The cellular localization of the PCMTD proteins may affect their proposed physiological roles and enzymatic functions. We do note these proteins contain a candidate nuclear localization signal - specifically ²⁷⁵KRKRKR²⁸⁰ in PCMTD1. Fluorescence microscopy of overexpressed PCMTD1 shows localization within the nucleus as well as the cytosol (Fig. S7), consistent with Elongins B and C and Cul5 localization (50, 51). This localization may be driven by its proposed basic nuclear localization signal (²⁷⁵KRKRKR²⁸⁰) but given the small size of the pGLAP2 PCMTD1 construct used here (~50 kDa), the observed nuclear localization may also be due to diffusion into the nucleus (52). Consistent with the idea of small proteins diffusing through the nuclear pore complex into the nucleus, our pGLAP2 EGFP (~30 kDa) construct was also observed within the nucleus in our experiments (Fig. S7).
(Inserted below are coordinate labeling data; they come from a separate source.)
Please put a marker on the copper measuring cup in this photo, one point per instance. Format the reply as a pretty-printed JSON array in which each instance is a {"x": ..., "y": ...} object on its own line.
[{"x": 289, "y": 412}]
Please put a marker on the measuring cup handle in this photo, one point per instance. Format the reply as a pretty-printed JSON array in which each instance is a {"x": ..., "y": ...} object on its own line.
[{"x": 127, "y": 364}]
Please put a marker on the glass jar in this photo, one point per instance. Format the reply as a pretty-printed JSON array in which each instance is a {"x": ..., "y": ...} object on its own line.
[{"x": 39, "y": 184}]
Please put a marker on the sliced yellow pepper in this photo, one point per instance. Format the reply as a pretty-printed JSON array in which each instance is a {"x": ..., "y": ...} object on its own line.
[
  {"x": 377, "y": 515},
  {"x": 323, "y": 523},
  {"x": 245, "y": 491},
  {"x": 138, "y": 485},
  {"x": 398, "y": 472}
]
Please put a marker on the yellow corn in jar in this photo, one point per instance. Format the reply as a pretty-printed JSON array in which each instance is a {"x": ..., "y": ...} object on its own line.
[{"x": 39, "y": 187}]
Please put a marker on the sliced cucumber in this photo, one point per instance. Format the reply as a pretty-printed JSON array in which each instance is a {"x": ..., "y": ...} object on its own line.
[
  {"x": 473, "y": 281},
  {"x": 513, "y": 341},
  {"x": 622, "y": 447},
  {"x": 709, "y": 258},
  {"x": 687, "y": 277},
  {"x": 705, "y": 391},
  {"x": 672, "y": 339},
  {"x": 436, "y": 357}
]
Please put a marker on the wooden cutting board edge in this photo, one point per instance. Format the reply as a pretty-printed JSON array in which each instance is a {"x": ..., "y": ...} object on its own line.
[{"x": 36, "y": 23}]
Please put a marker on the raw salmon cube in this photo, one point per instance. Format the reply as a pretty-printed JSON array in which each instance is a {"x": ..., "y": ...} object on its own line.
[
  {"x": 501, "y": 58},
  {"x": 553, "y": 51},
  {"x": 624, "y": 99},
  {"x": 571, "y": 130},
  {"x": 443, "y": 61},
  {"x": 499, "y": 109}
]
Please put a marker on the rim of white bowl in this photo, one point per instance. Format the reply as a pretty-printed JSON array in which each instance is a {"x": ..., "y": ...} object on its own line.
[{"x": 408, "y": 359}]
This study adds to the limited knowledge available for the biochemical mechanisms of PCMTD1 and PCMTD2, and to the authors’ knowledge only one previous study has included biochemical experiments with these proteins (44). We have built on the previous study by investigating the interactions between PCMTD1 and CRL components, as well as its AdoMet binding and putative methyltransferase function. These results showed specific interactions with CRL components with the C-terminus of PCMTD1 and AdoMet binding within the N-terminus. These results suggest that the PCMTD proteins may be Cullin-RING E3 ubiquitin ligases that may recognize substrates that contain L-isoaspartate residues. Future work exploring the substrate specificity, ubiquitination activity, and structure of these proteins will reveal much about the mechanism and function of these proteins. This would represent a significant step forward in our understanding of RING ligase targeting, as recognition of L-isoaspartate in proteins would be the first example of an age-specific molecular switch. In this way PCMTD1 and PCMTD2 may help maintain a functional proteome within the cell through regular turnover of age-damaged proteins.

Data Availability

All data described in the manuscript are contained within the manuscript.

Additional data are available upon request.